We will briefly consider the nature of quantum physics. As he has done so many times in our experience, Professor Feynman encapsulates the spirit of quantum
physics in a simple statement: Things behave on a small level much differently than they do on a large level.
Further, Feynman points out that our experience readies us not at all for observing things on a small
level. After all, most of our human experience occurs in the visible, or as a physicist would put it, in the large world.
As you read the final chapter in "Six Easy Pieces," you will find that the last piece is not
easy at all. In fact it is immensely complex. Although delivered almost 40 years ago, Feynman's lectures on quantum physics—then a very young science—are quite mathematical and dense. Although the mathematics are
impressive and of course important, our concern is with the nature of quantum physics.
In quantum physics, early in the last century, some very observant scientists began to observe that the world at a "small"
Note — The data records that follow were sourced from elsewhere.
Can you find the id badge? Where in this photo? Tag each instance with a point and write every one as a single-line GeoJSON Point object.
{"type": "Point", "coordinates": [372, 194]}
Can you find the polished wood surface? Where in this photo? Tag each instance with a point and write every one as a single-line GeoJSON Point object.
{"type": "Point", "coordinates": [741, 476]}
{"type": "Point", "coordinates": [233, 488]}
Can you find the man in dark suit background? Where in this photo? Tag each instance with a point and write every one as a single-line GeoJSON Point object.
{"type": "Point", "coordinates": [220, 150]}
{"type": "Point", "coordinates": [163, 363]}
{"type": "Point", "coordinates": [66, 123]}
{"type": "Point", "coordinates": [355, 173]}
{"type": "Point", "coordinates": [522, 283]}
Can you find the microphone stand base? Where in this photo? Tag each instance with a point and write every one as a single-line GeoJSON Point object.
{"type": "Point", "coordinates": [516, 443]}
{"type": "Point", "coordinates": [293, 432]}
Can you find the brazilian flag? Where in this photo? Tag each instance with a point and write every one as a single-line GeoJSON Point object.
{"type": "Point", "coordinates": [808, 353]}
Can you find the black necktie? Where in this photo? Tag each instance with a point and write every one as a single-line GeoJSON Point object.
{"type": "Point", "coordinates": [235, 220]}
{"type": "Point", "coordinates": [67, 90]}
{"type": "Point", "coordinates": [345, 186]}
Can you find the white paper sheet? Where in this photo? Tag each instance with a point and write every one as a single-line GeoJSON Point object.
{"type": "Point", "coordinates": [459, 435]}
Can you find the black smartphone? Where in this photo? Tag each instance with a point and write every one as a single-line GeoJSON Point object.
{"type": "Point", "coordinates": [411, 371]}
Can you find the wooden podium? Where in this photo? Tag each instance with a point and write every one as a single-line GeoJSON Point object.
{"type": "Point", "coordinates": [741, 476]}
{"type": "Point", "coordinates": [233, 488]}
(subatomic) level is just as complex as it is at a "large" (universal) level. This observation caused them to develop an entirely new theory of physical science, and to design extraordinarily complex means of
discovering this new "small" world.
As Feynman observes, we still know little about quantum physics. Much of what we do "know" is at best theoretical (p. 117). Even its later adaptations, including so-called "Chaos"
science, are still largely theoretical in nature.
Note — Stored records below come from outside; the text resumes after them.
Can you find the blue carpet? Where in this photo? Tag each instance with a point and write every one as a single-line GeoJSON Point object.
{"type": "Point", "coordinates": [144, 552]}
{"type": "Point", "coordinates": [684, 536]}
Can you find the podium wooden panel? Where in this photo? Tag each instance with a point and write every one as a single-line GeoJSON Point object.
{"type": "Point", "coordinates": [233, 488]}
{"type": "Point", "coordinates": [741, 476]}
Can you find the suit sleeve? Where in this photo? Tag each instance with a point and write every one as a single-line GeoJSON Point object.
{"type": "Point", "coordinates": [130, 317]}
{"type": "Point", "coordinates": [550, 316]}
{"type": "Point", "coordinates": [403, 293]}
"Chaos" science, or nonlinear dynamics, is the branch of physics devoted to exploring "chaotic" or unpredictable behavior in systems. Its central notion is that
within ordered systems there is always evidence of "chaos" or unpredictable differentiation. Likewise, within apparently "chaotic" systems, there is an underlying order.
In Part 6 of "Six Easy Pieces," please do not
be intimidated by the mathematical equations. They are designed for high-level physics students, perhaps even at the graduate level. But please do pay certain attention to the key ideas: the exploration of the unknown
"small" subatomic world, uncertainty, and wave/particle behavior.
Feynman is rare among scientists for his humility. As brilliant as he obviously was, he was unafraid to admit his lack of knowledge. Among those things
about which he admitted to knowing little is the subatomic, quantum world.
It is incredible to think that our world is immensely complex—perhaps even infinitely so—at a level too small for us to observe. It is equally
amazing to think that laws of nature and physics apply consistently to that subatomic level, just as they do on our physical level and, more broadly, to the planets and galaxies of our solar system. But they do.
One
of the promises of quantum physics is that it may unlock the "building blocks" of all creation. It may, as physicist Stephen Hocking has suggested, help us read "the Mind of God."
However, one of the great obstacles
to observation and experiment at the quantum level is the uncertainty principle. More than suggesting the simple universality of uncertainty, the uncertainty principle (or Heisenberg's Uncertainty Principle, as it is
more properly known) suggests that the closer we come to certainty about some aspects of quantum physics (behavior of waves vs. particles, for example), the less certain we can be about others! It is as though the laws
of nature are in conflict at a level beyond our ability to even understand the conflict, let alone the underlying concepts.
Specifically, quantum physics has deeply changed our understanding of some of the "basics" of
classical physics: waves and particles. Given our early understanding of certain physical properties, such as light, scientists concluded that it moves and operates in "waves," washing as it were, over the universe.
With further experiments, scientists have learned that light is actually made up of indescribably small pieces known as photons which are believed to be particles.
Conversely, solid objects (and liquid and gaseous as
well) were understood to be made up of "particles." That is, each "large" object, such as the chair in your living room, was thought to be made up of individual smaller pieces (molecules and atoms). Now, due to an
emerging understanding of quantum concepts, scientists believe that molecules and atoms are constantly in motion. And that motion, put simply, has the characteristics of movement that we used to assign to waves.
So
"waves" actually have the characteristics of particles; and "particles" actually have the characteristics of waves. We think. This is the true drama of "small" physics, or quantum physics, we are still learning about
the universe at the small level; and that understanding is reshaping the way we think about the world at the "large" level as well.